African entrepreneurs are more likely to grow their businesses from revenue earned from clients and customers than from investors, according to Rapelang Rabana, founder and CEO of Rekindle Learning, a digital learning platform in South Africa.
“Ultimately most businesses won’t ever get external funding and client revenue still remains the best form of funding that you will ever get.”
Rabana was speaking on a panel discussion titled ‘Africa’s Unicorn Effect’ at last week’s World Economic Forum on Africa – held in Durban, South Africa. A “unicorn” is a start-up company with a valuation of over US$1bn. The moderator of the panel – Yinka Adegoke, Africa editor of Quartz – could only highlight two African “unicorns”: Jumia and Interswitch Group. In comparison, there are about 220 in the US.
Rabana believes one factor that limits start-ups from achieving such high valuations, is that African businesses and consumers are often sceptical of local innovations. For example, she recalls how her previous business – a mobile software company, Yeigo – would hire a PR agency in the UK every time they wanted to launch a new product.
“And only then would the South African media be prepared to pick it up… That was the fastest way to get it out,” she commented.
“If we are not willing to buy and bet on our own sorts of products and services, we are not going to be able to sell enough and these businesses are not going to be able to grow big enough to get to those significant valuations.”
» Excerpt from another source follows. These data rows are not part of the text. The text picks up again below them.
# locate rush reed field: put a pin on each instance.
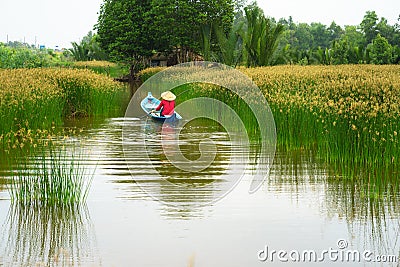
(347, 114)
(33, 101)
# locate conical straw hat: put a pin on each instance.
(168, 95)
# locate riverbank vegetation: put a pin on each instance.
(40, 99)
(348, 114)
(237, 34)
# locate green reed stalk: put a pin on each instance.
(55, 177)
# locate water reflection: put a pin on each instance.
(371, 217)
(59, 235)
(369, 212)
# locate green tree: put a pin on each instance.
(260, 37)
(230, 52)
(184, 26)
(369, 26)
(123, 31)
(380, 51)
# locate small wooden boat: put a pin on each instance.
(150, 103)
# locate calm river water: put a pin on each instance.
(302, 213)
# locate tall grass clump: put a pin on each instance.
(54, 177)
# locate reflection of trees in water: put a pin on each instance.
(368, 214)
(369, 204)
(48, 236)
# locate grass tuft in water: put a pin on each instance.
(56, 176)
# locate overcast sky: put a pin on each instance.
(60, 22)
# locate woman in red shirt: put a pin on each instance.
(167, 104)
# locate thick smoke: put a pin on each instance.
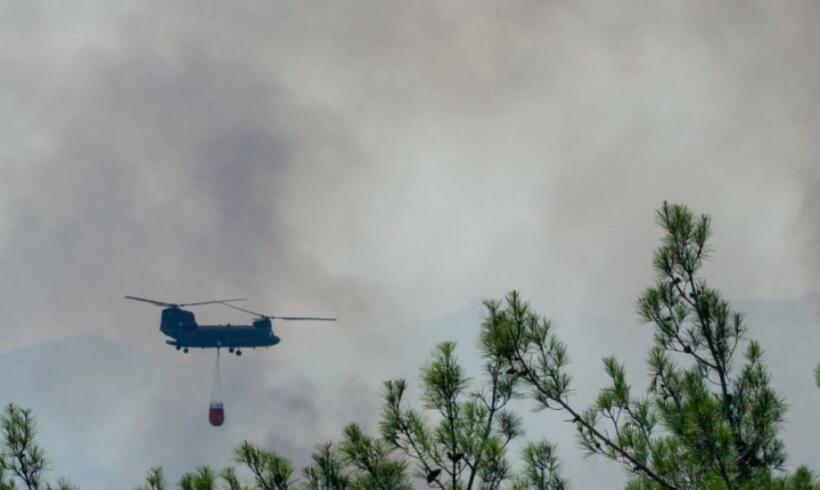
(387, 161)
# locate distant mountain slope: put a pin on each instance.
(108, 411)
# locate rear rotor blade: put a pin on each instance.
(315, 318)
(244, 310)
(260, 315)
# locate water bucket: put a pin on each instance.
(216, 414)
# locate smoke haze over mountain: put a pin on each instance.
(388, 162)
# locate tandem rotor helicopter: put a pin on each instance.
(182, 327)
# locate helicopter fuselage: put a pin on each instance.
(181, 326)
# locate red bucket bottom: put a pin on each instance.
(216, 414)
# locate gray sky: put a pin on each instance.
(392, 161)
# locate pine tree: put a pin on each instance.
(709, 419)
(22, 460)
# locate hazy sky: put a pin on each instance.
(390, 161)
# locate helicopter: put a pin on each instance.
(181, 326)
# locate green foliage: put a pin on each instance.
(155, 480)
(203, 479)
(708, 420)
(541, 469)
(328, 471)
(465, 445)
(22, 460)
(271, 471)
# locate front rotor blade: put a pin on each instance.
(153, 302)
(221, 301)
(241, 309)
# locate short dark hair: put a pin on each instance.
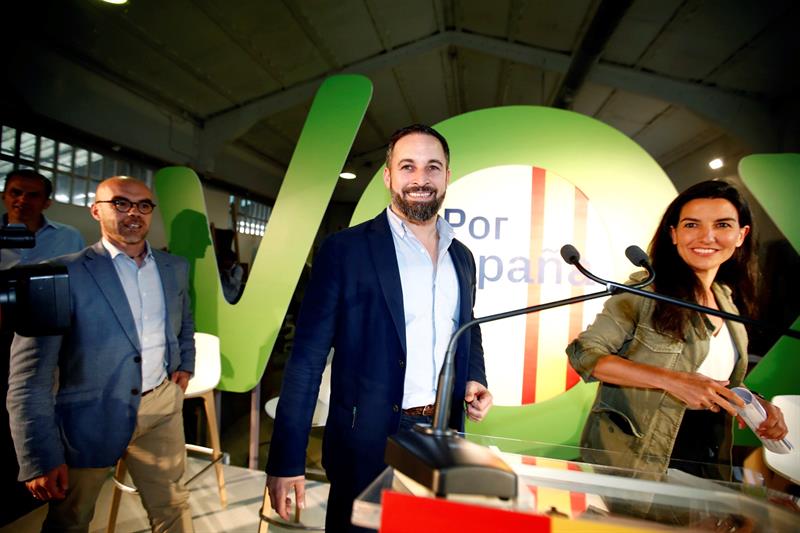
(677, 279)
(417, 128)
(30, 174)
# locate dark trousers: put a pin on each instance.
(17, 500)
(698, 444)
(342, 495)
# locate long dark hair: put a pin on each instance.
(676, 278)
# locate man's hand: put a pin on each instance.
(774, 426)
(51, 486)
(478, 400)
(182, 378)
(279, 488)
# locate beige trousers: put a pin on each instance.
(156, 459)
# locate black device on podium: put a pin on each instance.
(442, 461)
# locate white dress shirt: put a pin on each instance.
(721, 358)
(430, 303)
(145, 296)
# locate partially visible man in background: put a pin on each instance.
(113, 386)
(26, 196)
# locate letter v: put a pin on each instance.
(248, 330)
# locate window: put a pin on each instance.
(74, 170)
(248, 216)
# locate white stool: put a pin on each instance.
(787, 464)
(313, 517)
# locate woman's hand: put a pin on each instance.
(774, 427)
(701, 392)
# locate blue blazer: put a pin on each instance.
(354, 303)
(89, 419)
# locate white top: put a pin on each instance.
(721, 357)
(430, 303)
(52, 240)
(145, 296)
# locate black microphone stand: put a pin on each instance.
(440, 460)
(615, 288)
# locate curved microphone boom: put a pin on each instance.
(570, 254)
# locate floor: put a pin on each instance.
(245, 492)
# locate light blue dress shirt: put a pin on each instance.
(52, 239)
(430, 303)
(145, 296)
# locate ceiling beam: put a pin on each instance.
(604, 22)
(744, 117)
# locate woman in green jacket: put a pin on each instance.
(664, 371)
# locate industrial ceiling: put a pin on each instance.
(686, 79)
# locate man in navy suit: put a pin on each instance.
(386, 295)
(113, 385)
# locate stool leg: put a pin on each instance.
(119, 474)
(263, 525)
(213, 435)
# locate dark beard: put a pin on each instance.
(418, 212)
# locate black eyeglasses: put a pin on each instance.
(123, 205)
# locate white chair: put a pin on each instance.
(787, 464)
(313, 517)
(207, 371)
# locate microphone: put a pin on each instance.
(570, 254)
(637, 256)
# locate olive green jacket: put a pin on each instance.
(631, 427)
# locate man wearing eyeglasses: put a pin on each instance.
(122, 371)
(26, 196)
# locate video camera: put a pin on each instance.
(34, 299)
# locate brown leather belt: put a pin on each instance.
(424, 410)
(145, 393)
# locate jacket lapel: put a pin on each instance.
(381, 247)
(462, 273)
(99, 265)
(169, 284)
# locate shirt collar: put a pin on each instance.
(443, 228)
(113, 251)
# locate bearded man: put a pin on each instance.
(114, 384)
(386, 295)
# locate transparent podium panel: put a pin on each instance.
(578, 490)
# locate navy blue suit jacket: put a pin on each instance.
(354, 303)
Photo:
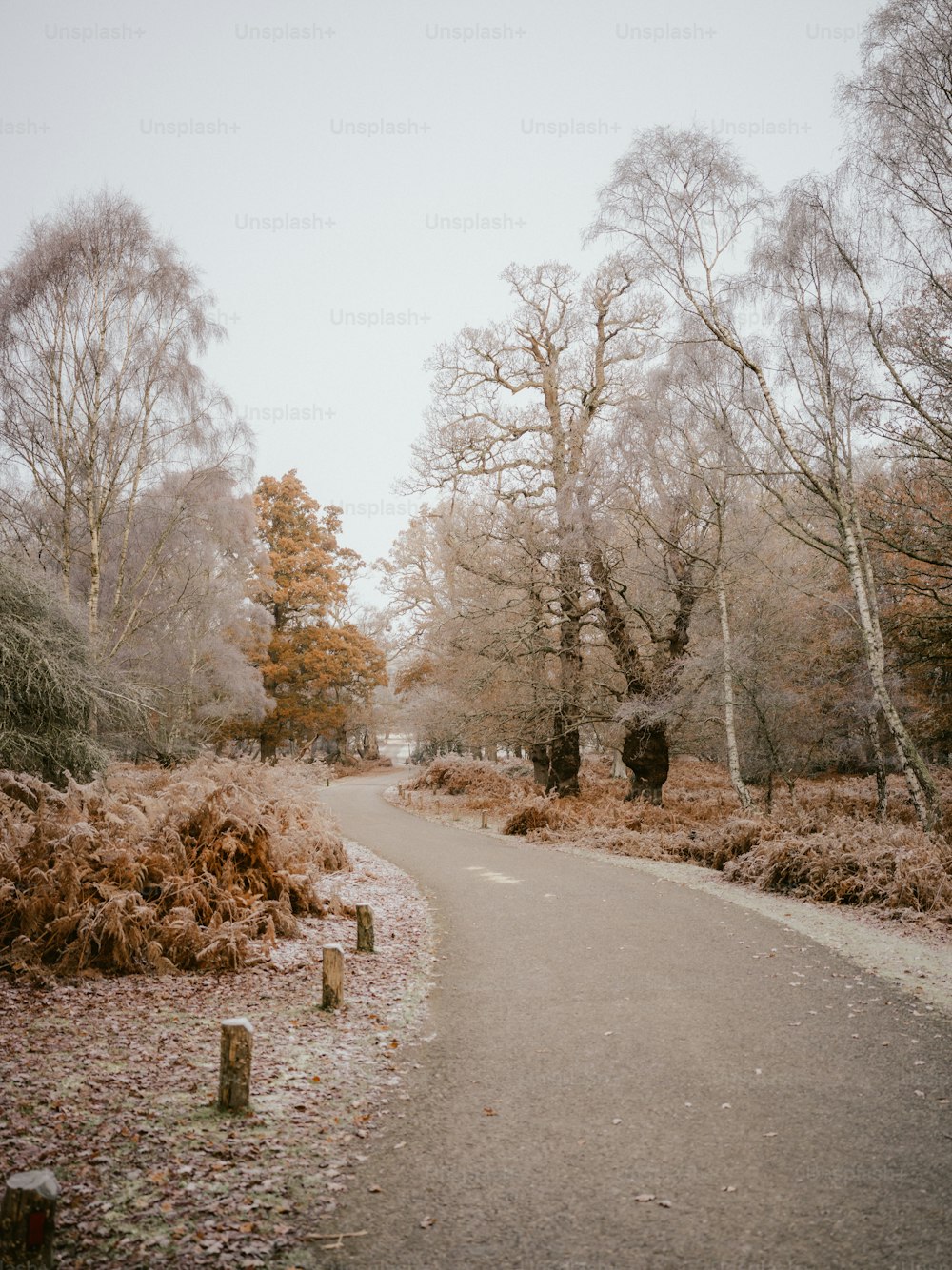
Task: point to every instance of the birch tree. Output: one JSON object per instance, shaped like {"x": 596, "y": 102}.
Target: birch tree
{"x": 101, "y": 398}
{"x": 516, "y": 409}
{"x": 688, "y": 211}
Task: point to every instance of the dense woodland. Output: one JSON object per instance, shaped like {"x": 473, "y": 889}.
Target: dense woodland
{"x": 693, "y": 502}
{"x": 699, "y": 501}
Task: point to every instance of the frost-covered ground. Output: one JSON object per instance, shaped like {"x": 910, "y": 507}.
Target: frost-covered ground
{"x": 112, "y": 1083}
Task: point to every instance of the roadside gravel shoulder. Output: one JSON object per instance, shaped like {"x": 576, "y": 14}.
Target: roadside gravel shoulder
{"x": 904, "y": 950}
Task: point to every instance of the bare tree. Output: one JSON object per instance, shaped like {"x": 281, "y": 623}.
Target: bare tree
{"x": 516, "y": 410}
{"x": 101, "y": 398}
{"x": 688, "y": 209}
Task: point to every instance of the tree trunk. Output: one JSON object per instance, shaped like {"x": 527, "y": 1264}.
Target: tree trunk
{"x": 920, "y": 783}
{"x": 566, "y": 756}
{"x": 646, "y": 756}
{"x": 565, "y": 748}
{"x": 541, "y": 764}
{"x": 872, "y": 729}
{"x": 730, "y": 733}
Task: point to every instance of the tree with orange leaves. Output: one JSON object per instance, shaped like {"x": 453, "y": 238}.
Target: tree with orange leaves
{"x": 316, "y": 664}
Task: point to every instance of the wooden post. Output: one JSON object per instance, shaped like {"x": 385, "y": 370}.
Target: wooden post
{"x": 365, "y": 928}
{"x": 333, "y": 977}
{"x": 235, "y": 1072}
{"x": 29, "y": 1218}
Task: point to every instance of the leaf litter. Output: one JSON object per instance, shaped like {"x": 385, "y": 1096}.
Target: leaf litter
{"x": 110, "y": 1082}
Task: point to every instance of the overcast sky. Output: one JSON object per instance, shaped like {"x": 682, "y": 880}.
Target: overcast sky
{"x": 353, "y": 178}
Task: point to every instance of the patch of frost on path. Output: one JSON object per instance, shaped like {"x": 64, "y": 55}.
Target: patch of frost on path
{"x": 909, "y": 959}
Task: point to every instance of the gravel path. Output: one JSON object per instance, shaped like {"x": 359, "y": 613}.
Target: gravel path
{"x": 628, "y": 1068}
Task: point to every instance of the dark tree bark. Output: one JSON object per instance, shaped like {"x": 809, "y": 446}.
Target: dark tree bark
{"x": 541, "y": 764}
{"x": 645, "y": 753}
{"x": 565, "y": 756}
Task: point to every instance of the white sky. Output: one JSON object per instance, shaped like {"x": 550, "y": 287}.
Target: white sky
{"x": 212, "y": 114}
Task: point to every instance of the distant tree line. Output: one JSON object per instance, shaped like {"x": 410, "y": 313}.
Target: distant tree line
{"x": 144, "y": 597}
{"x": 703, "y": 498}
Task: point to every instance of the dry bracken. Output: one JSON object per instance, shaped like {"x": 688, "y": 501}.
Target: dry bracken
{"x": 144, "y": 869}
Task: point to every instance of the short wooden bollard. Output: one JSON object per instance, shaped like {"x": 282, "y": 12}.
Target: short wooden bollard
{"x": 29, "y": 1218}
{"x": 333, "y": 977}
{"x": 235, "y": 1072}
{"x": 365, "y": 928}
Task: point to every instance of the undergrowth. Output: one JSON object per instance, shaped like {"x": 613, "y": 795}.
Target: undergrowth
{"x": 197, "y": 869}
{"x": 823, "y": 843}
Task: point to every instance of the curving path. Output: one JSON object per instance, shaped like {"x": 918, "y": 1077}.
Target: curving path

You need money to make money
Rabana noted investors are typically interested in companies that already have proven traction in a market, and entrepreneurs who have skin in the game.
“I think when you have been able to bet your own time and whatever you had in terms of resources to get to a certain place and achieve results – that really is what people are looking for. Too often we want to rely on maybe an idea or early-stage proof of concept, or [the belief that] I need someone to back me so that I am more confident. That kind of state of mind of entrepreneurship, I think, is what holds too many back,” she said.
“Until you bet on yourself, because this is your dream, you are not going to be able to sort of win someone over.”
Matsi Modise – MD of South African venture capital advocacy group, SiMODiSA Start-up – agrees. However, she noted the paradox facing start-ups: they need funding to get funding.
“I mean entrepreneurs are always encouraged to bootstrap. But it is difficult to bootstrap, especially in South Africa where you don’t have uncles where you can ask for money from. They say you have to ask family, fools or friends. But neither of your family, fools or friends actually have the money. So it is a triple whammy in Africa, it’s a triple whammy in South Africa – but you have to be resilient. You have to, like Rapelang said, ensure that you can look at your customer base because funding is not necessarily easy.”